Verse 8 also implies that there are some of God’s people left, because it makes a distinction between those of the world who accept the mark of the beast, and God’s holy people who don’t. That would be a wasted sentence if it didn’t apply to anyone. And God doesn’t waste words. Besides, why would there even be warnings in the Bible about taking the mark of the beast if all the Christians were gone when it was rolled out? The Book if Revelation is a book of warning to the church, not to the world.

 Jesus confirmed that there would be Christians on the earth up to His coming at the end of the tribulation period, because He said that God's judgments would be so severe that unless those days were shortened, no flesh would live. But “for the sake of the elect,” God would shorten those days (Mt. 24:22, Mark 13:20). I don’t know of any scripture that indicates there will be a time that there are none of God’s people on the earth, as would be the case after the rapture (as it's taught).
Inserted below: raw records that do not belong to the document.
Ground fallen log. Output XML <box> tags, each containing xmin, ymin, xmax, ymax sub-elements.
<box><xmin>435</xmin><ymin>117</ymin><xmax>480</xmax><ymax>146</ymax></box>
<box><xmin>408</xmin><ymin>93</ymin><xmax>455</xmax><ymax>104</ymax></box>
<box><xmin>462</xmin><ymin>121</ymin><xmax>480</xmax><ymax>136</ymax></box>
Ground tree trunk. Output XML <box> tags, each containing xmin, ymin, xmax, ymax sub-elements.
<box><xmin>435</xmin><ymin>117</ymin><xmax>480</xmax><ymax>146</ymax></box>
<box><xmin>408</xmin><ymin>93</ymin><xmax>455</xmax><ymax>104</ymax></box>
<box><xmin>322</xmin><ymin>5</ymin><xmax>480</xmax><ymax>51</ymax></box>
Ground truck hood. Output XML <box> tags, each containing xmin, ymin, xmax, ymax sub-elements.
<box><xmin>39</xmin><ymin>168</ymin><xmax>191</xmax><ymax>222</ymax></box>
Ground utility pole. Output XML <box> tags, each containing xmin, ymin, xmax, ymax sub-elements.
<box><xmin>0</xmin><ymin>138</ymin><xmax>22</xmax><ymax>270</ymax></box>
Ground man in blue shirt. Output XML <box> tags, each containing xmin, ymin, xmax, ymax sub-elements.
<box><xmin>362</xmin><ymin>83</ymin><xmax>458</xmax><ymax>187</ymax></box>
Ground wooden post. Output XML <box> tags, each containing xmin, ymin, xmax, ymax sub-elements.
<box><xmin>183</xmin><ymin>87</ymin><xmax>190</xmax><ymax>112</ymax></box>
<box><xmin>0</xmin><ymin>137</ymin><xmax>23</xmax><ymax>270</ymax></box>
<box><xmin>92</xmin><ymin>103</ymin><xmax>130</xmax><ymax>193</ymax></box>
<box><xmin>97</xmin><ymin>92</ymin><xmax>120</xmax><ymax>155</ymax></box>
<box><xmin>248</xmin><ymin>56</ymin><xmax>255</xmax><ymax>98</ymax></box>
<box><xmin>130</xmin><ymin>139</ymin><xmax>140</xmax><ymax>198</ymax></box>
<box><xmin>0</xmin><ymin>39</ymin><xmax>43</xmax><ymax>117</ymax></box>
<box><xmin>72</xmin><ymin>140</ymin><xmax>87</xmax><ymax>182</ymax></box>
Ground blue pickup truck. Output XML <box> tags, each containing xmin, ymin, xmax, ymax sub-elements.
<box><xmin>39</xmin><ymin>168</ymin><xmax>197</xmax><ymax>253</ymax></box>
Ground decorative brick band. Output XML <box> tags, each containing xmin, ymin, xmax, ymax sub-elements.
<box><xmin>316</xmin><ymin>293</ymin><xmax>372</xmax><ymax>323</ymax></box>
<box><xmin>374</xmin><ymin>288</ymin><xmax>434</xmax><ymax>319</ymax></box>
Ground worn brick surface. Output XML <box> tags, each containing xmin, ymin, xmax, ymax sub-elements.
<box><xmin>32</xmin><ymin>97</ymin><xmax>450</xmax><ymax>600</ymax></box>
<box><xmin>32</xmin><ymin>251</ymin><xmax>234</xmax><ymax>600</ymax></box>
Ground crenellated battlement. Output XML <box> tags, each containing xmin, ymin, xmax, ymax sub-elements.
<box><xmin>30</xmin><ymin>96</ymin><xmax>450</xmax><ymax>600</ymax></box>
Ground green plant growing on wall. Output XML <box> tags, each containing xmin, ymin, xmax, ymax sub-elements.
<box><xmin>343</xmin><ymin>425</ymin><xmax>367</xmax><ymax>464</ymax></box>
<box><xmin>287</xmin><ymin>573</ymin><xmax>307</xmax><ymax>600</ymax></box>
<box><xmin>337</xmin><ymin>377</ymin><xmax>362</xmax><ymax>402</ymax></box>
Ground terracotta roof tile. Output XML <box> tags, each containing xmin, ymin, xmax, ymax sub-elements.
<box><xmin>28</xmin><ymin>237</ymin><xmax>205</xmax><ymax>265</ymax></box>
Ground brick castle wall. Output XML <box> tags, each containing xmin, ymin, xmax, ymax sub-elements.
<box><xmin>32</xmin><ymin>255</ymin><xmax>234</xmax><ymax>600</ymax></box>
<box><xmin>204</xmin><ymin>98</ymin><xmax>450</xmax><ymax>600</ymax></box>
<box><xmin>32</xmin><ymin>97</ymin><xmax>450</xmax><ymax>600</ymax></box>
 People go to great lengths to get around this problem, such as saying that the 144,000 mentioned in Rev. 14 were Jewish evangelists, who, after the rapture, got saved somehow and then God discipled them, raised them up, empowered them--all without the church’s help--and then they quickly evangelized the earth. Never mind the problem raised by what billions in the church failed to do over 2000 years, these 144,000 were able to do in a snap. (if that were the case, why even have the church for all those years? That would make it a colossal failure! Why reward it by rapturing it out? Rapture out the 144,000 evangelists instead! They’re the real heroes.)

So maybe people who were not saved before the rapture, got saved by seeing the rapture and missing it. All kinds of things are possible, but is there any scripture to back them up? Isn’t the whole rapture scenario just human speculation with little scriptural evidence? For most of its 2000 year history, the church has done just fine without it. It’s only been around since 1830.

But there is scripture that the anti-Christ is going to be allowed to make war on the saints and overcome them. Shouldn’t we be preparing for that event? We know it’s going to happen. God told me, “Call the church to a war footing.” Would you put human speculations ahead of heeding His voice?

The rapture scenario that makes the most sense to me is that it occurs at the second coming of the Lord; that after rising to meet the Lord in the air, the whole entourage accompanies Him back to the earth where He takes His throne and assumes His millennial reign. The verb used in the Greek for “meet” refers to guests going out to meet the guest of honor to escort him back to the estate.

Paul clearly identifies it as "the coming of the Lord" [1 Thes. 4:15]. The idea of a "secret" rapture with the trumpet blast of God, the Lord descending from heaven with a shout, the voice of an archangel, every Christian grave being broken open simultaneously around the world with bodies rising out of them as they’re being transformed, along with 3 billion Christians rising from the earth also being transformed, all being a “secret” event, is … well, mind-boggling. Rather, I see it as a cataclysmic event of epic proportions. The way Paul ends his account in 1 Thes. 4:17 agrees with this. It is the final, climatic, ultimate consumption of biblical history. The breach opened between God and man in Gen. 3 has been closed “And thus shall we ever be with the Lord.” Amen!